Nessuna ansia-ossessione in Gesù, nessuna confusione, c’è invece chiarezza, compostezza e urgenza. L’urgenza delle cose fatte bene e fino in fondo. Tocca a lui e non ad altri. Senza nervosismi, lamentele o arrabbiature. Sono le cose che silenziosamente ci chiamano e ci giudicano, non gli altri, che magari tacciono, per quieto vivere.

Gesù è passione: “Colui che si perde a causa della propria passione avrà perso meno che se perdesse la sua passione” dice un adagio attribuito a Sant’Agostino. E gli fa eco un contemporaneo: “Tout homme d’amour est un homme de douleur”, “Ogni uomo d’amore è un uomo di dolore” (e non viceversa). Gesù incontra gli indemoniati, i malati, e “li avvicina”, li cura con la sua presenza ardente, attentissima. Conoscere un uomo, una donna capace di questo amore vero e intelligente, vederlo, sentirne la presenza accanto a noi, è la più grande terapia, accresce la vita, libera energie inaspettate nel nostro profondo.

Gesù cura la suocera di Pietro in giorno di sabato “prendendola per mano”, cosa proibita secondo la legge, perché toccare una persona ammalata, e perciò in condizione di impurità, significa assumere quella impurità.
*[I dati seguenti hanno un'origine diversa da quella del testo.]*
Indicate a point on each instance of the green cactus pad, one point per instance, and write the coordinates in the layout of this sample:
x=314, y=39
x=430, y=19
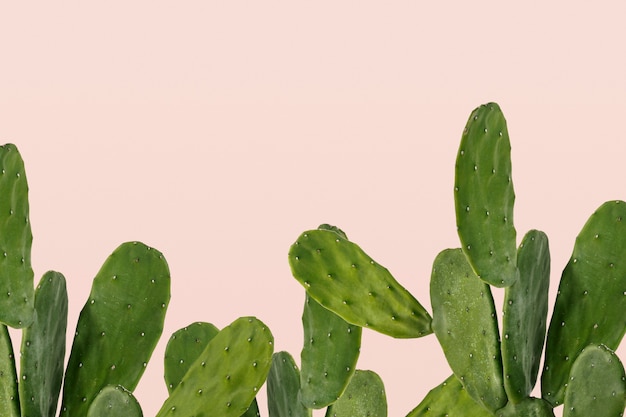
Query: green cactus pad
x=525, y=317
x=119, y=325
x=597, y=385
x=449, y=399
x=9, y=401
x=329, y=355
x=114, y=402
x=364, y=397
x=183, y=348
x=17, y=303
x=484, y=197
x=283, y=386
x=226, y=377
x=528, y=407
x=344, y=279
x=43, y=348
x=591, y=303
x=465, y=323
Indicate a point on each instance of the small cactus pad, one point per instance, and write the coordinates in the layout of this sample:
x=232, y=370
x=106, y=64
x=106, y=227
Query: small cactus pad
x=43, y=348
x=525, y=317
x=183, y=348
x=9, y=403
x=114, y=401
x=17, y=303
x=597, y=385
x=449, y=399
x=364, y=397
x=465, y=323
x=528, y=407
x=484, y=197
x=119, y=326
x=344, y=279
x=329, y=355
x=226, y=377
x=591, y=303
x=283, y=386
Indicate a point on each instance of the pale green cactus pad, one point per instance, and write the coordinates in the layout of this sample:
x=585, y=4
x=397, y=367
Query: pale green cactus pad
x=484, y=197
x=464, y=321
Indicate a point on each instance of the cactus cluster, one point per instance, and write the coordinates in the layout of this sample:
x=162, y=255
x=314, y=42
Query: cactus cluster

Ma Gesù va oltre: tutte le volte in cui si è trovato in conflitto tra l’osservanza della legge e il bene dell’uomo, la sofferenza dell’uomo, non ha avuto esitazioni, ha scelto sempre il bene dell’uomo.

La forza segreta dell’amore è la sottomissione: Gesù è uno spossessato, fa vita comune con i discepoli, dorme in casa altrui, il tempo non gli appartiene e per lui non c’è più né notte, né alba. Egli che è la luce è condotto dove non vorrebbe andare, nel buio, dopo il tramonto e prima del sorgere del sole. Nella preghiera in luoghi deserti portava tutto questo. È un uomo per gli altri, senza platealità: è il suo essere. Questa sottomissione è terapeutica, lenisce, solleva, salva. “Quando una persona si inchina davanti all’altra, la civiltà è salva”, diceva Cristina Campo, e questo è molto vero, a partire dai nostri piccoli rapporti quotidiani.

Infine, la libertà di Gesù: “Tutti ti cercano!”. Risponde: “Andiamo altrove!”. Libertà da ciò che ci asservisce, dai legami di carne e di sangue, dalle piccinerie, da ciò che pensano e dicono gli altri, dal nemico che ci siamo costruiti per sentirci qualcuno, e anche dalle cose buone e belle, che restano un dono: le ritroveremo davanti a noi.